Lead author Dr Steve Salisbury said the diversity of the tracks around Walmadany (James Price Point) were globally unparalleled and made the area the “Cretaceous equivalent of the Serengeti”.
“It is extremely significant, forming the primary record of non-avian dinosaurs in the western half the continent and providing the only glimpse of Australia’s dinosaur fauna during the first half of the Early Cretaceous Period,” Dr Salisbury said.
“It’s such a magical place—Australia’s own Jurassic Park, in a spectacular wilderness setting.”
In 2008, the State Government selected James Price Point as the preferred site for a liquid natural gas processing plant.
Dr Salisbury said the surrounding political issues made the project “particularly intense”, and he was relieved when National Heritage listing was granted to the area in 2011 and the gas project collapsed in 2013.
“There are thousands of tracks around Walmadany. Of these, 150 can confidently be assigned to 21 specific track types, representing four main groups of dinosaurs,” he said.
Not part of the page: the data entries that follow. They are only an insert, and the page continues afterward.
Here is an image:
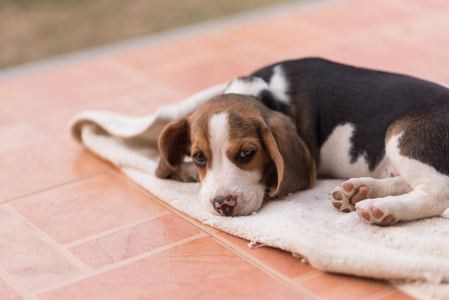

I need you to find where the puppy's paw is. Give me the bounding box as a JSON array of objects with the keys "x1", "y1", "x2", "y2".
[
  {"x1": 355, "y1": 199, "x2": 397, "y2": 226},
  {"x1": 332, "y1": 179, "x2": 369, "y2": 212}
]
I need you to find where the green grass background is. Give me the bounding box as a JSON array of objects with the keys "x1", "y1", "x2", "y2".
[{"x1": 0, "y1": 0, "x2": 291, "y2": 68}]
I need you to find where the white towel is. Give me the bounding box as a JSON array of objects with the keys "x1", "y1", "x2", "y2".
[{"x1": 72, "y1": 85, "x2": 449, "y2": 299}]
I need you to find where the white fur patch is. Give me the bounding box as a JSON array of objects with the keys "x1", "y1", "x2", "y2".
[
  {"x1": 270, "y1": 65, "x2": 290, "y2": 103},
  {"x1": 200, "y1": 113, "x2": 265, "y2": 215},
  {"x1": 224, "y1": 77, "x2": 270, "y2": 97},
  {"x1": 356, "y1": 133, "x2": 449, "y2": 223},
  {"x1": 318, "y1": 123, "x2": 371, "y2": 178}
]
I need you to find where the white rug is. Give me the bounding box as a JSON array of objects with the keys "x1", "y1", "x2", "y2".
[{"x1": 72, "y1": 85, "x2": 449, "y2": 299}]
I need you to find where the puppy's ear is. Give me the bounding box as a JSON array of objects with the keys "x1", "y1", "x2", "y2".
[
  {"x1": 156, "y1": 119, "x2": 195, "y2": 181},
  {"x1": 261, "y1": 112, "x2": 316, "y2": 197}
]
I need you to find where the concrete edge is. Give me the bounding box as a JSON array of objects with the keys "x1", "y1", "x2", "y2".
[{"x1": 0, "y1": 0, "x2": 350, "y2": 81}]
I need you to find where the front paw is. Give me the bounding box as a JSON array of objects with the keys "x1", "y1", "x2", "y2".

“There were five different types of predatory dinosaur tracks, at least six types of tracks from long-necked herbivorous sauropods, four types of tracks from two-legged herbivorous ornithopods, and six types of tracks from armoured dinosaurs.”
He said that among the tracks was the only confirmed evidence for stegosaurs in Australia, including some of the largest dinosaur tracks ever recorded with some of the sauropod footprints measuring 1.7 m long.
“Most of Australia’s dinosaur fossils come from the eastern side of the continent, and are between 115 and 90 million years old. The tracks in Broome are considerably older,” Dr Salisbury said.
The research has been published as the 2016 Memoir of the Society of Vertebrate Paleontology.